As the researcher Endel Tulving episodic memory, these subsystems - semantic, episodic - presumably even different brain substrate. If you ask people in a functional magnetic resonance imaging or positron emission tomography as Tulving done, extract the facts from his own memory and the facts, for example, the history of astronomy, we will see that these two tasks activate different parts of the brain.
Because of what the lost information from the long-term memory? Psychologists are still studying it. Presumably it is not lost at all - lost access to it. This is especially true of the semantic memory. And it illustrates the phenomenon of spinning on the tip of the tongue, when we can not remember a word that we know for sure, and we can help, for example, a sound clue.
The episodic memory is one of the main causes of forgetting - it is interference or confusion between repeating events.
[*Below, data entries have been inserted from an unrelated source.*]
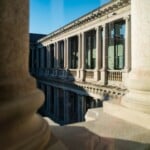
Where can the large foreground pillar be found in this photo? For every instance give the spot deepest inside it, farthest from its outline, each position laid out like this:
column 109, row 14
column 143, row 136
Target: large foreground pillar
column 138, row 83
column 20, row 127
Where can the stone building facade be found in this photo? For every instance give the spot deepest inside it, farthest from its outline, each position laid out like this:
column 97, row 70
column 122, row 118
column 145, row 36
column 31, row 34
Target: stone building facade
column 85, row 62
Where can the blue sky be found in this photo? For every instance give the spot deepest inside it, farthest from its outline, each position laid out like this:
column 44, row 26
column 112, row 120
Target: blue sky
column 49, row 15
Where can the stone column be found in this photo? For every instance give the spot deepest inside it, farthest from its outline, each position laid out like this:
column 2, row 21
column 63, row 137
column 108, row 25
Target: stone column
column 96, row 71
column 81, row 107
column 79, row 56
column 66, row 56
column 20, row 127
column 55, row 58
column 48, row 55
column 104, row 69
column 127, row 43
column 56, row 103
column 66, row 111
column 138, row 83
column 82, row 70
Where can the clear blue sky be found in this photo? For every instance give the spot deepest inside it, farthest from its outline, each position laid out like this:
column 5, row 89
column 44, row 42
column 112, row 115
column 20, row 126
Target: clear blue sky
column 49, row 15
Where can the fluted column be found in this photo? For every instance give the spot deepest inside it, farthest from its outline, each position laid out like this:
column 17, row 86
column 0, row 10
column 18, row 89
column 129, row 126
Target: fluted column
column 79, row 56
column 104, row 58
column 127, row 43
column 66, row 66
column 96, row 72
column 138, row 83
column 66, row 104
column 82, row 70
column 48, row 55
column 20, row 127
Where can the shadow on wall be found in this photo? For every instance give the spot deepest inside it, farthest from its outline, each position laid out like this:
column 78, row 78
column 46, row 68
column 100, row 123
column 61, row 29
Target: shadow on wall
column 45, row 68
column 81, row 138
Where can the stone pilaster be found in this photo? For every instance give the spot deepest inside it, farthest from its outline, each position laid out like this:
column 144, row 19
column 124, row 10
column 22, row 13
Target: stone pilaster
column 138, row 83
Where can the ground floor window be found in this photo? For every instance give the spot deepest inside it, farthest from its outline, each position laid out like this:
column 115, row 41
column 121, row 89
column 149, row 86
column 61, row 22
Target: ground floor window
column 116, row 45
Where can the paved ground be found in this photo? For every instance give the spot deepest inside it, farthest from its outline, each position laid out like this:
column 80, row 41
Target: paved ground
column 105, row 133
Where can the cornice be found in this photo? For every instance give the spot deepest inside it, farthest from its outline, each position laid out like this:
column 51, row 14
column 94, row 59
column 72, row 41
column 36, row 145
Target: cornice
column 93, row 15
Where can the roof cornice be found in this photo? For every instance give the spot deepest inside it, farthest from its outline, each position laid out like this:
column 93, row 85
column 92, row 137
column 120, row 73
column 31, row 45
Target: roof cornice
column 96, row 13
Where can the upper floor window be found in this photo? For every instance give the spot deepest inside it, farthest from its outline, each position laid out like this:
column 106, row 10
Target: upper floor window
column 52, row 55
column 116, row 44
column 73, row 50
column 90, row 49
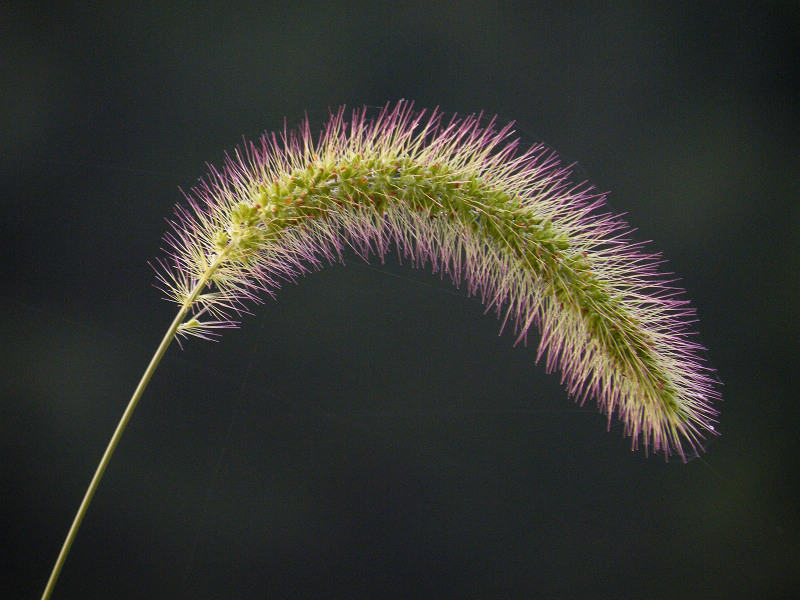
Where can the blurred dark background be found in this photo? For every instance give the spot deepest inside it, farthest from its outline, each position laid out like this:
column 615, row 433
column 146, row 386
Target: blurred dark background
column 368, row 434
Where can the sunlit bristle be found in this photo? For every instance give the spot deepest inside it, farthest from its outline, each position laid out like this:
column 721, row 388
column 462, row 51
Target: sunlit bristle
column 460, row 194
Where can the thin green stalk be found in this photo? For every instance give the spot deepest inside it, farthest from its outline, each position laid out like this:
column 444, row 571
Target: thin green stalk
column 87, row 498
column 126, row 416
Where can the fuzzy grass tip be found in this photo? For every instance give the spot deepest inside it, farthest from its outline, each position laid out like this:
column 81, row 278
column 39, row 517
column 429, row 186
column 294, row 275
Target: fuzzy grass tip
column 460, row 194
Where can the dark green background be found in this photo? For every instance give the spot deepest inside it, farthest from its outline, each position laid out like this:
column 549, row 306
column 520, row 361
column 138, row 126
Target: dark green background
column 368, row 434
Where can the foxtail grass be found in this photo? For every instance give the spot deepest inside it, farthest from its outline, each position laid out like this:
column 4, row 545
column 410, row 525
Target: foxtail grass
column 462, row 195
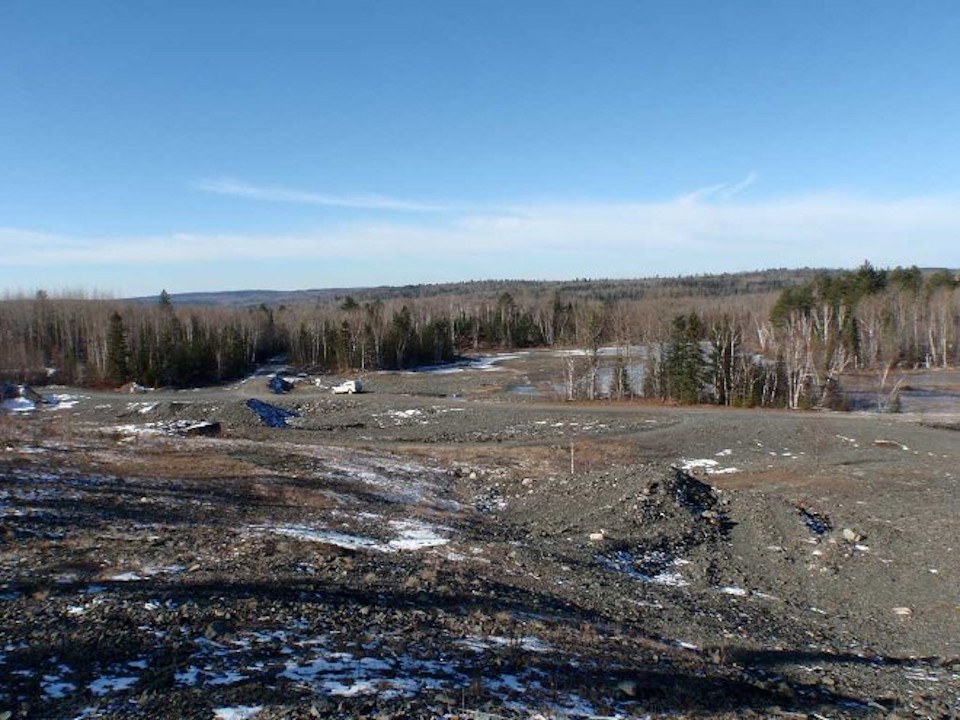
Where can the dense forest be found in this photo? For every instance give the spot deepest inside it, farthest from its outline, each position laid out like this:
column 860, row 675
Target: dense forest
column 779, row 338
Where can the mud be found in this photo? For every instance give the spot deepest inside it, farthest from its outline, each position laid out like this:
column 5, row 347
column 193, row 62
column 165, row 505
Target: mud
column 442, row 546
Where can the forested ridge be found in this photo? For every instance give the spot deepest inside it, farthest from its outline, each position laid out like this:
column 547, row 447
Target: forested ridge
column 773, row 338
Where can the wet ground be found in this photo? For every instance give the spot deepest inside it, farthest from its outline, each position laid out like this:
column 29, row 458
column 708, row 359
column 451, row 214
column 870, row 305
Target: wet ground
column 444, row 546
We had breakfast every day, walk, go to work, sit in the subway, and as it was in a particular day, if not coincided with something of public interest or significant for us, and we can not remember.
But in procedural memory traces, apparently extinct, if the skill is not being used, such as the skill of playing a musical instrument, but in any case recovered after some time more efficiently than during the initial memorization. However, apart from this component model, in cognitive psychology, there are essentially an alternative model in which the memory is not considered as a set of boxes, as well as a function of the depth of information processing. Such a theory was offered in the 1970s, Fergus Craik and Robert Lockhart. And they showed that the deeper, than in more aspects, we are processing the information, the better we would like to remind her later, even if the problem is not worth remembering.
For example, if we need to understand the written word in lowercase or uppercase letters, we later remember it a lot worse than if we need to understand whether it is synonymous with another word or does it characterize us.
This theory at the time received quite a lot of popularity and is now co-exist with the traditional block, box approach, though experimental studies carried out in the context of more than just the study of memory subsystems, instead of the memory as a function of the depth of information processing.